Maternal mental health
You are not alone, you are not to blame, and with the right help you will get better. (Postpartum Support International Universal Message)
Finding yourself feeling worried or anxious about your pregnancy? Is being a parent very different from what you had dreamed it would be? Do you feel alone and scared?
As a mother of two, I understand the challenges of having a new baby and the stress having a baby can have on your relationships. Despite how prepared you may be, most days feel out of your control. After having a baby, it is common to experience “baby blues”, where you feel weepy, stressed, tired, sad, anxious, or lonely. For some women, a new baby can lead to feelings of intense sadness, fluctuating mood or intense anxiety. Whatever your current symptoms, know that you are not alone and that with the right help things can get better.
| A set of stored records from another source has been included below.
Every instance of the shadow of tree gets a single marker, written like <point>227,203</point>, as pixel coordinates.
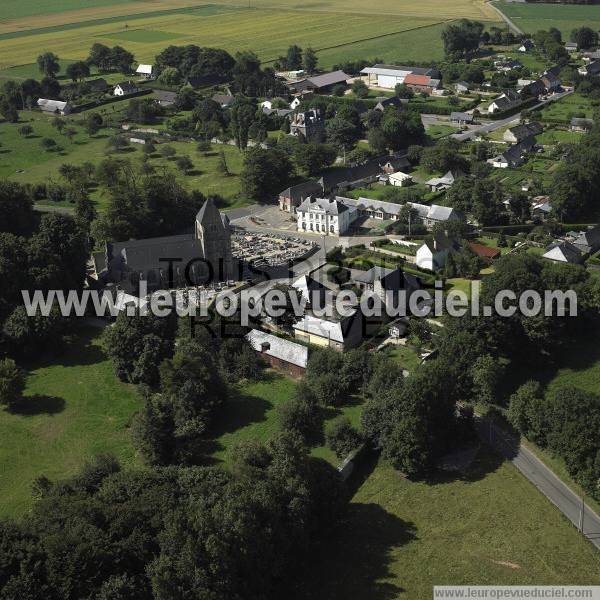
<point>355,561</point>
<point>38,404</point>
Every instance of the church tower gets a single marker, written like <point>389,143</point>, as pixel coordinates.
<point>214,235</point>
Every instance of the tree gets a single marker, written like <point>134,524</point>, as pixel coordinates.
<point>78,70</point>
<point>170,76</point>
<point>406,447</point>
<point>12,382</point>
<point>403,91</point>
<point>486,373</point>
<point>293,58</point>
<point>48,64</point>
<point>309,60</point>
<point>184,164</point>
<point>243,114</point>
<point>584,37</point>
<point>342,133</point>
<point>341,436</point>
<point>461,39</point>
<point>301,413</point>
<point>48,144</point>
<point>265,172</point>
<point>360,89</point>
<point>99,56</point>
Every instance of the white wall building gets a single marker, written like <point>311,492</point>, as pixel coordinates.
<point>325,216</point>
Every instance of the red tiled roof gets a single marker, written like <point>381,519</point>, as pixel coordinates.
<point>484,251</point>
<point>413,79</point>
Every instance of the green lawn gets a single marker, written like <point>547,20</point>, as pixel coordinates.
<point>23,160</point>
<point>407,357</point>
<point>570,106</point>
<point>531,17</point>
<point>251,413</point>
<point>74,407</point>
<point>490,527</point>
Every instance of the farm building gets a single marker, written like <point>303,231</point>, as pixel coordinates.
<point>145,71</point>
<point>125,88</point>
<point>283,355</point>
<point>320,83</point>
<point>54,106</point>
<point>421,83</point>
<point>388,76</point>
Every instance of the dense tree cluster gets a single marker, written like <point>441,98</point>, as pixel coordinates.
<point>162,533</point>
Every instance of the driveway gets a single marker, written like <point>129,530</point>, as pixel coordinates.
<point>562,496</point>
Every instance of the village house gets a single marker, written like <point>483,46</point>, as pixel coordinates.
<point>564,252</point>
<point>581,124</point>
<point>324,215</point>
<point>432,255</point>
<point>399,179</point>
<point>339,333</point>
<point>437,184</point>
<point>506,101</point>
<point>145,71</point>
<point>323,84</point>
<point>514,156</point>
<point>283,355</point>
<point>56,107</point>
<point>526,46</point>
<point>520,132</point>
<point>125,88</point>
<point>590,69</point>
<point>308,126</point>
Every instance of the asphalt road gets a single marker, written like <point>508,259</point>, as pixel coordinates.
<point>542,478</point>
<point>489,127</point>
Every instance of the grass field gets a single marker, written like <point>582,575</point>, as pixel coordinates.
<point>23,160</point>
<point>74,408</point>
<point>409,30</point>
<point>533,17</point>
<point>491,527</point>
<point>251,413</point>
<point>570,106</point>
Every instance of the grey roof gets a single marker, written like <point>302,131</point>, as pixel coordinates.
<point>277,347</point>
<point>580,122</point>
<point>525,130</point>
<point>127,86</point>
<point>384,69</point>
<point>390,208</point>
<point>329,206</point>
<point>570,252</point>
<point>223,99</point>
<point>439,213</point>
<point>589,240</point>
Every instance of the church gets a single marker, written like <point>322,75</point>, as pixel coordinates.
<point>175,261</point>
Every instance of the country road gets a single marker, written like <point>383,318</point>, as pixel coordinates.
<point>492,126</point>
<point>565,499</point>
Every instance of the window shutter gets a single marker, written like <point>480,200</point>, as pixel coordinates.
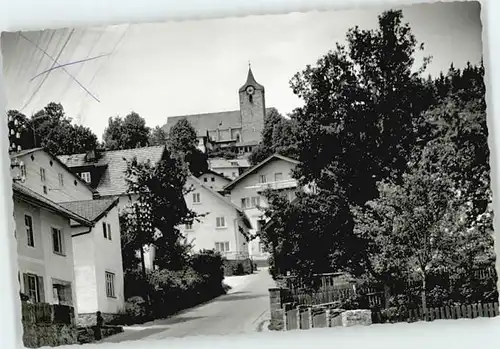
<point>41,290</point>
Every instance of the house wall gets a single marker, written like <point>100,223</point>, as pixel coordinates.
<point>108,258</point>
<point>40,259</point>
<point>246,189</point>
<point>205,233</point>
<point>69,191</point>
<point>213,181</point>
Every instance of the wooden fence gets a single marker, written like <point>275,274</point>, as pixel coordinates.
<point>321,317</point>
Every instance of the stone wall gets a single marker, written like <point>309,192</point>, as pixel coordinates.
<point>53,335</point>
<point>231,266</point>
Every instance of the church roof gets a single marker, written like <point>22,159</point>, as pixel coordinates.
<point>251,81</point>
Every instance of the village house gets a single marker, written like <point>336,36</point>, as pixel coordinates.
<point>105,171</point>
<point>229,168</point>
<point>44,248</point>
<point>39,172</point>
<point>273,173</point>
<point>236,128</point>
<point>225,226</point>
<point>97,259</point>
<point>214,180</point>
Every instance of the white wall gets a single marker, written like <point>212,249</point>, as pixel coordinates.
<point>213,181</point>
<point>40,259</point>
<point>205,233</point>
<point>69,191</point>
<point>246,188</point>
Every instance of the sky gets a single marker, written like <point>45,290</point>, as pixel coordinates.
<point>177,68</point>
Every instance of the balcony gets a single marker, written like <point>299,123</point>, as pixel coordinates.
<point>278,185</point>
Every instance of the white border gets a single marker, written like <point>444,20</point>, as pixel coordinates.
<point>36,15</point>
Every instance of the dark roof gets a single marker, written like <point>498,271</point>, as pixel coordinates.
<point>33,150</point>
<point>258,166</point>
<point>113,181</point>
<point>92,210</point>
<point>29,196</point>
<point>225,200</point>
<point>251,81</point>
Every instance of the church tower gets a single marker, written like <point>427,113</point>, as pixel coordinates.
<point>252,110</point>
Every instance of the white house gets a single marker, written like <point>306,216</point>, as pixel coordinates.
<point>44,247</point>
<point>97,259</point>
<point>214,180</point>
<point>229,168</point>
<point>105,171</point>
<point>44,174</point>
<point>274,173</point>
<point>225,226</point>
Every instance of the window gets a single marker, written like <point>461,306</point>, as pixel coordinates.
<point>220,222</point>
<point>196,198</point>
<point>110,285</point>
<point>32,287</point>
<point>106,230</point>
<point>245,202</point>
<point>85,176</point>
<point>255,201</point>
<point>222,246</point>
<point>42,174</point>
<point>30,237</point>
<point>57,241</point>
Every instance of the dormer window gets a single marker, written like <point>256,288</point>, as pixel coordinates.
<point>85,176</point>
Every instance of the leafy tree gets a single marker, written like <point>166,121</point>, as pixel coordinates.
<point>126,133</point>
<point>362,108</point>
<point>52,129</point>
<point>158,136</point>
<point>183,142</point>
<point>278,136</point>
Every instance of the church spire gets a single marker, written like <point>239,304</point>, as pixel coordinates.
<point>251,81</point>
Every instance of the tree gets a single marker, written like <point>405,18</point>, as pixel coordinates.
<point>126,133</point>
<point>278,136</point>
<point>183,142</point>
<point>362,108</point>
<point>158,136</point>
<point>52,129</point>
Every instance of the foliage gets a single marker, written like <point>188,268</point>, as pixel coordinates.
<point>183,143</point>
<point>126,133</point>
<point>278,136</point>
<point>52,129</point>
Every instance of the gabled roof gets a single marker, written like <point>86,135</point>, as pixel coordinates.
<point>113,181</point>
<point>225,200</point>
<point>31,197</point>
<point>257,167</point>
<point>21,153</point>
<point>92,210</point>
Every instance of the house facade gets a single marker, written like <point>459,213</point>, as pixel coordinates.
<point>224,228</point>
<point>246,191</point>
<point>105,171</point>
<point>97,259</point>
<point>229,168</point>
<point>45,248</point>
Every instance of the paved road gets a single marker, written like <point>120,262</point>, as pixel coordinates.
<point>239,311</point>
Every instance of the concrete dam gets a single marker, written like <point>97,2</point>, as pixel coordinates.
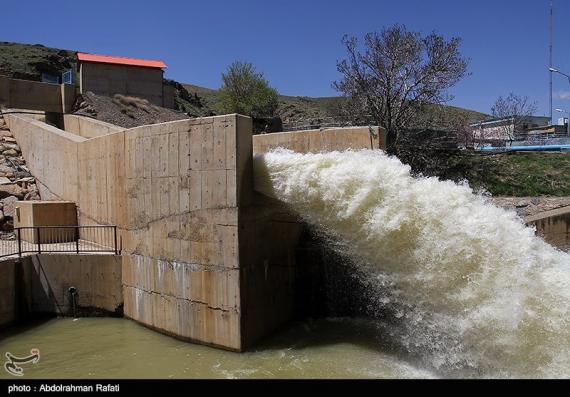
<point>204,257</point>
<point>210,219</point>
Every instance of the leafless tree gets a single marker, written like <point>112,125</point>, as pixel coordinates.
<point>516,111</point>
<point>397,73</point>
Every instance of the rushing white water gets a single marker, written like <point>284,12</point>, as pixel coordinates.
<point>461,284</point>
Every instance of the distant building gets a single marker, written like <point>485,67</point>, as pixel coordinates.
<point>504,129</point>
<point>107,75</point>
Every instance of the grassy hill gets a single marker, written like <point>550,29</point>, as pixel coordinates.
<point>292,108</point>
<point>28,62</point>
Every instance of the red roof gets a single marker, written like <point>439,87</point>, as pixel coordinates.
<point>120,60</point>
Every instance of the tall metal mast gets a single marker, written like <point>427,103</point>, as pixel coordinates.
<point>550,55</point>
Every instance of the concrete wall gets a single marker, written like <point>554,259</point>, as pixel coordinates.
<point>173,190</point>
<point>97,279</point>
<point>51,155</point>
<point>40,284</point>
<point>205,258</point>
<point>109,79</point>
<point>554,227</point>
<point>328,139</point>
<point>33,95</point>
<point>183,189</point>
<point>88,128</point>
<point>270,235</point>
<point>8,290</point>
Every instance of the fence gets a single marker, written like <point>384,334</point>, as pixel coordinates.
<point>60,239</point>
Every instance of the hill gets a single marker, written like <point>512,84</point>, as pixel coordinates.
<point>294,108</point>
<point>28,62</point>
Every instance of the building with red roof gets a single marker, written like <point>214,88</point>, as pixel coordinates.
<point>110,75</point>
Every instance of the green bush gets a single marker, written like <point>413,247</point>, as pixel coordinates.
<point>245,91</point>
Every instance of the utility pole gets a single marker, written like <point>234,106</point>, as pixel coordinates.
<point>550,39</point>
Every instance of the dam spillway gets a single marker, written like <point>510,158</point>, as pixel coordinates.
<point>462,285</point>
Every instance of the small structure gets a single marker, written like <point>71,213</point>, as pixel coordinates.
<point>108,75</point>
<point>506,128</point>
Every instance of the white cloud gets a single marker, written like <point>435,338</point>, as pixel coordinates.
<point>564,95</point>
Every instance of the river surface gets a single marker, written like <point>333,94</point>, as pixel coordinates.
<point>100,348</point>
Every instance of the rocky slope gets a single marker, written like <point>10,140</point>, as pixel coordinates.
<point>16,181</point>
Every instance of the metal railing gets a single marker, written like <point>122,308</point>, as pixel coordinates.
<point>59,239</point>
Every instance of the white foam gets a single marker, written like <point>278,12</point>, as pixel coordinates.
<point>461,284</point>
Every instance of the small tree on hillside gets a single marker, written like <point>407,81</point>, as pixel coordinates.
<point>516,110</point>
<point>398,73</point>
<point>247,92</point>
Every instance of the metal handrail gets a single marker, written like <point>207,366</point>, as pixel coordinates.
<point>61,239</point>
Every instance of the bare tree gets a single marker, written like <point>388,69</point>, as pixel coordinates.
<point>397,73</point>
<point>515,110</point>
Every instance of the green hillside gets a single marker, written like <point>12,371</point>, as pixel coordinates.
<point>292,108</point>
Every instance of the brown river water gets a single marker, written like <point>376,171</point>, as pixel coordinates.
<point>102,348</point>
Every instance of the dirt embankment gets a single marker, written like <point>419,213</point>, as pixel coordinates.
<point>124,111</point>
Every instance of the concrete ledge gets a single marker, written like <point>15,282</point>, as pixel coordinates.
<point>39,284</point>
<point>547,214</point>
<point>328,139</point>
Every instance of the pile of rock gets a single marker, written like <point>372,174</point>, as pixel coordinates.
<point>16,181</point>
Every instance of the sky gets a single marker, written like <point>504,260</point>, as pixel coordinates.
<point>296,44</point>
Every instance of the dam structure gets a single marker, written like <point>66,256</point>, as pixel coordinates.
<point>203,256</point>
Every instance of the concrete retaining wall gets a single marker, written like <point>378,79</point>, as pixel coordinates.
<point>88,128</point>
<point>554,227</point>
<point>109,79</point>
<point>40,284</point>
<point>34,95</point>
<point>51,155</point>
<point>205,258</point>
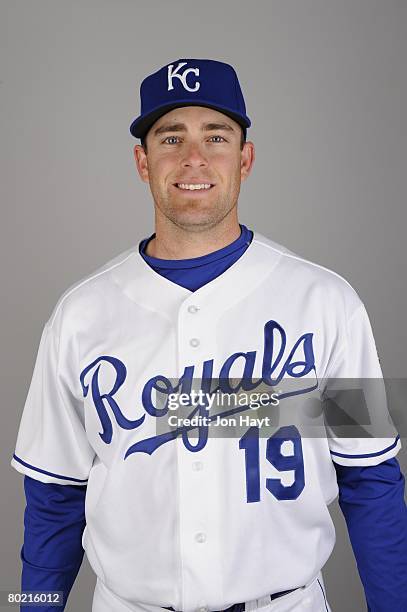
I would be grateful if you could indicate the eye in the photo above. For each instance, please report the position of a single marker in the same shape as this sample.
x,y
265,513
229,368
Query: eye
x,y
169,138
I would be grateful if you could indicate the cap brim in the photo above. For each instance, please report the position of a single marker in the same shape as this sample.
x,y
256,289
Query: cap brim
x,y
142,124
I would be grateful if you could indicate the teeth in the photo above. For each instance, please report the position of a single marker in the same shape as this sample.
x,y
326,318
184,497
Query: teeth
x,y
191,187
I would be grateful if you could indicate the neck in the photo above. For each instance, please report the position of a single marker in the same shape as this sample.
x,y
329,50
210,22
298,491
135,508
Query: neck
x,y
181,243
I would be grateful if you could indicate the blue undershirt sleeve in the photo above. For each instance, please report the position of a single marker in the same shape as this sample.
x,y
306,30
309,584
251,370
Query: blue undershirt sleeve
x,y
372,501
52,553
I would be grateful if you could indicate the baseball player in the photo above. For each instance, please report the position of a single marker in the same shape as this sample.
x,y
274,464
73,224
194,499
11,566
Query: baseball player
x,y
174,516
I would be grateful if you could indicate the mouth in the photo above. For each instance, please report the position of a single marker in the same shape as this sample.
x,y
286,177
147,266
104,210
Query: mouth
x,y
194,187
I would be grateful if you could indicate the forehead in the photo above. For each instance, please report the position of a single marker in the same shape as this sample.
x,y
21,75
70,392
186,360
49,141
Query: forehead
x,y
195,115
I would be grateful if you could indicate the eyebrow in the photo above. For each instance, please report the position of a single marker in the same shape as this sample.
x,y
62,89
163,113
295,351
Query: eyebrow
x,y
181,127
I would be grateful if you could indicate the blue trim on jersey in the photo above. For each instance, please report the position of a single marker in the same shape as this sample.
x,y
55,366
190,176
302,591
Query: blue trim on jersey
x,y
372,501
52,554
371,497
367,455
323,593
32,467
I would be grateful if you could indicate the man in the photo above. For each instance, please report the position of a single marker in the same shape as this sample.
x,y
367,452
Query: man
x,y
178,517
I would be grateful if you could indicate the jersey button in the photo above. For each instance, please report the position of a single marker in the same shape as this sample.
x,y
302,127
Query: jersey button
x,y
200,537
193,309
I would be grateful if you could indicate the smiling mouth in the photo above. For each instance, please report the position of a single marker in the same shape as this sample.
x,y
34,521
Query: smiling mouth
x,y
194,187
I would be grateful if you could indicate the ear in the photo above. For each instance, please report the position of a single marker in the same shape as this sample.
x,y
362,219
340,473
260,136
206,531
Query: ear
x,y
140,157
247,156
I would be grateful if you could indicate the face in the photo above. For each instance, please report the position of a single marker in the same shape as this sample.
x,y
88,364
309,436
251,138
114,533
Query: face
x,y
190,147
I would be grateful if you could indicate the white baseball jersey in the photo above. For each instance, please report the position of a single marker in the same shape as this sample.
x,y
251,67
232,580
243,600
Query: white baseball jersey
x,y
205,521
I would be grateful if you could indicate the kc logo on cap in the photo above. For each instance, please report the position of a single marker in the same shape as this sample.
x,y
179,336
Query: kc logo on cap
x,y
190,82
182,77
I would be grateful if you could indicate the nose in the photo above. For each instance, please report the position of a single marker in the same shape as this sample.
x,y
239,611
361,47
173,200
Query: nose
x,y
193,157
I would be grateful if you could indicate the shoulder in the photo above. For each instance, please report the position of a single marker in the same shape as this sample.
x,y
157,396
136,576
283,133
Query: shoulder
x,y
308,278
85,299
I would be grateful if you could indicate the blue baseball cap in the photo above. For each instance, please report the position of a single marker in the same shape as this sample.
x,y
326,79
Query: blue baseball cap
x,y
190,82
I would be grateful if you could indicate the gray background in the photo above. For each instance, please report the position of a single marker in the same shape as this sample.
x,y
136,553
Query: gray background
x,y
325,85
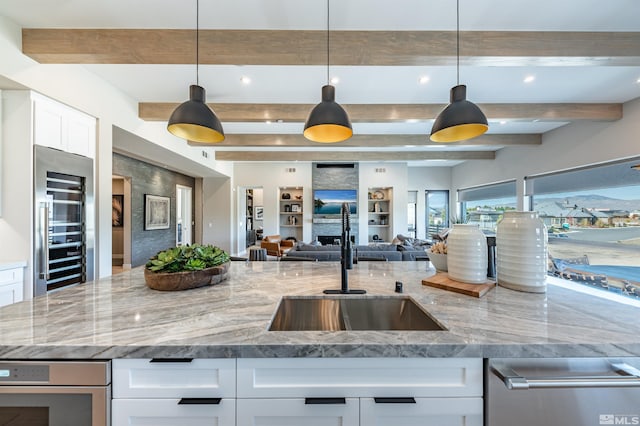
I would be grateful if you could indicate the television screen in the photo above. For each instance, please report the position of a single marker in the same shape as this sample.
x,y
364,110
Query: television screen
x,y
329,201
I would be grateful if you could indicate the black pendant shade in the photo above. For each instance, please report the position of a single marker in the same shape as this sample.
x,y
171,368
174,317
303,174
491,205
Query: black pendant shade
x,y
328,122
460,120
194,121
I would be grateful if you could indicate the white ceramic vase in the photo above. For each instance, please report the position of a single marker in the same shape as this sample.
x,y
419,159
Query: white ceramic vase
x,y
521,252
467,254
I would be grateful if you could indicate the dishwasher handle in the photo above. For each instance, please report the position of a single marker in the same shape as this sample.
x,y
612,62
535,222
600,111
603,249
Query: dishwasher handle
x,y
626,376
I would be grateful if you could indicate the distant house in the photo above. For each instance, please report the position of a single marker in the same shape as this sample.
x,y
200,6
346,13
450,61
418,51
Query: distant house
x,y
555,214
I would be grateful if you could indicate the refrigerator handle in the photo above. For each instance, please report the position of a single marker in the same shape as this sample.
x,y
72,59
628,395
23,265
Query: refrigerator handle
x,y
44,241
626,376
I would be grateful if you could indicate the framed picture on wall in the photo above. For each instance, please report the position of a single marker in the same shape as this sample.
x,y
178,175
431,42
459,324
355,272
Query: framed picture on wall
x,y
117,210
156,212
259,212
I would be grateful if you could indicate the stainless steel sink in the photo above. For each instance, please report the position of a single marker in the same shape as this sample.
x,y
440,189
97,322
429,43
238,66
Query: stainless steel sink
x,y
351,313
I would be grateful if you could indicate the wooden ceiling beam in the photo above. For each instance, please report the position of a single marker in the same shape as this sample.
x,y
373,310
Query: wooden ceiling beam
x,y
373,141
392,113
303,47
334,155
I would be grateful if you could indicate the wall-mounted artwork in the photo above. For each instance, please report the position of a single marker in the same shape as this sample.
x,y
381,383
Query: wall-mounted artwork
x,y
156,212
117,210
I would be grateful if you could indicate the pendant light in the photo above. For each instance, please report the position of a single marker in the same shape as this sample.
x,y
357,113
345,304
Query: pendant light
x,y
328,122
461,119
193,120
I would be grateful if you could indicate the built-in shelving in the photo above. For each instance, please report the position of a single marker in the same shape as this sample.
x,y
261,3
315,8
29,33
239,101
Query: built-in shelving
x,y
379,214
290,212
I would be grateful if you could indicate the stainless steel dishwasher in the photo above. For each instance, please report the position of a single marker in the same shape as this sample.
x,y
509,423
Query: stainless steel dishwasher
x,y
562,391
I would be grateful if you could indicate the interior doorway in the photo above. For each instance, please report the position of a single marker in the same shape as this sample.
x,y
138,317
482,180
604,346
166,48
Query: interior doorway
x,y
120,223
184,215
251,208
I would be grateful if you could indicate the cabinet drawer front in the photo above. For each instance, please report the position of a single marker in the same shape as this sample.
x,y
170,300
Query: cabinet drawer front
x,y
207,378
294,412
167,412
359,377
9,276
424,412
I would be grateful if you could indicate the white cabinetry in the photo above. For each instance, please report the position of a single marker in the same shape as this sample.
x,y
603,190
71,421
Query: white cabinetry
x,y
174,392
398,391
11,285
61,127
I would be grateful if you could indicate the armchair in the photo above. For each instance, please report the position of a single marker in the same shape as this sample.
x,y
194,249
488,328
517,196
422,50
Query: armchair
x,y
276,246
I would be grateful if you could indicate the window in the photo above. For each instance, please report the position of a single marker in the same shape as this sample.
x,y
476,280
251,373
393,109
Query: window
x,y
593,219
437,211
412,213
485,205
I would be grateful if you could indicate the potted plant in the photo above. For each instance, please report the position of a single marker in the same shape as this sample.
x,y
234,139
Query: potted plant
x,y
184,267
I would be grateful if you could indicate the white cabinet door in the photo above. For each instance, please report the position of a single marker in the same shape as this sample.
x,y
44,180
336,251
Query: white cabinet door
x,y
147,378
424,412
359,377
297,412
48,124
168,412
61,127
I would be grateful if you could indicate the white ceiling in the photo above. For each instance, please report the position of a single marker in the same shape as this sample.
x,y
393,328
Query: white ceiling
x,y
500,82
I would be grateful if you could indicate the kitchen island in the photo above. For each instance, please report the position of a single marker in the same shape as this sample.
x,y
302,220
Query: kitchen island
x,y
119,317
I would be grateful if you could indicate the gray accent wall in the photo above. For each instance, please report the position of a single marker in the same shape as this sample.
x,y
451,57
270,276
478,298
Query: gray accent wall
x,y
328,177
149,179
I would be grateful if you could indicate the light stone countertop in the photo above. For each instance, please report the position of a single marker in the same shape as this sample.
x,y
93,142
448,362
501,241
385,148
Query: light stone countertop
x,y
119,317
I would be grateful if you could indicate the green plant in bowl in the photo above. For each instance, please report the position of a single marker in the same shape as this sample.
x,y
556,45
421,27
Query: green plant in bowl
x,y
195,257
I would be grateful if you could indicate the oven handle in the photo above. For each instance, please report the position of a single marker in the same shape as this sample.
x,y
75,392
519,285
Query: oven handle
x,y
627,376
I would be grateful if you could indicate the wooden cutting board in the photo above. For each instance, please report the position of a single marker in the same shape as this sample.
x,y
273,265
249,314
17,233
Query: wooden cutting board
x,y
442,280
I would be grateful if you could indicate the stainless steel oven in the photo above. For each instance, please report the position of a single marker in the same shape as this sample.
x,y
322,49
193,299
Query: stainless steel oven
x,y
55,393
562,391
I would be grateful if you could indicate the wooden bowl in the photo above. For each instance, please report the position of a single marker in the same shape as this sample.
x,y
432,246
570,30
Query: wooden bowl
x,y
171,281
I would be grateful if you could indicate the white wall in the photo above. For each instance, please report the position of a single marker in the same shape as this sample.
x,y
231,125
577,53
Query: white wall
x,y
83,90
570,146
422,179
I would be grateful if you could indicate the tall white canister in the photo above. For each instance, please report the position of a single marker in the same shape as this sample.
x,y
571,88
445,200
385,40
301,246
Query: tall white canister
x,y
467,254
521,252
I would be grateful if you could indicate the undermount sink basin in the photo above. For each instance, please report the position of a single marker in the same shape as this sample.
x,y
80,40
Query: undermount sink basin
x,y
341,313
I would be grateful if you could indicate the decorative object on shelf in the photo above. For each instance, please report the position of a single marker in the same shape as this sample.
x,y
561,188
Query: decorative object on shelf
x,y
186,267
193,120
467,254
522,250
156,212
259,212
438,256
328,122
461,119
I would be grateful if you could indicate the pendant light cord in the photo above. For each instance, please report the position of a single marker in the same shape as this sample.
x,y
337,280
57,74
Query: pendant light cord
x,y
197,42
458,41
328,41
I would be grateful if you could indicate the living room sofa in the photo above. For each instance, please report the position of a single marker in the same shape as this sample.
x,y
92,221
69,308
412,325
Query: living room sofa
x,y
389,252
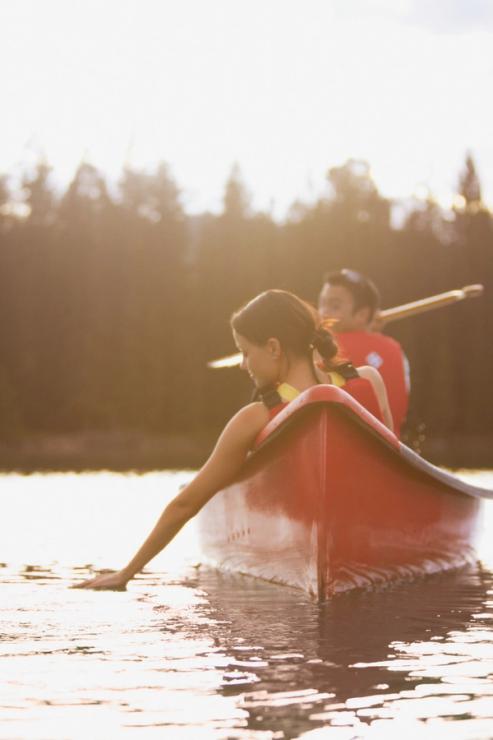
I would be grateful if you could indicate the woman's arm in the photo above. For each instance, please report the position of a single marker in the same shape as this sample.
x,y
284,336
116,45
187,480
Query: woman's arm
x,y
376,380
229,454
I have completed the Maternal Mental Health NOW Certificate Training – Bringing Light to Motherhood: Online Training on Maternal Mental Health and will help you improve your relationships and support you as you adjust to your role of becoming a parent.
Facts and Statistics
In the U.S. 15% to 20% of new moms, or about 1 million women each year experience perinatal mood and anxiety disorders.
10-22% of women experience depression during pregnancy and postpartum year.
Perinatal depression can affect any woman regardless of age, income, culture, or education.
Baby blues, a normal adjustment period after birth, usually lasts from 2 to 3 weeks.
Maternal depression and anxiety are treatable. The sooner you get treatment the better the outcome for the whole family.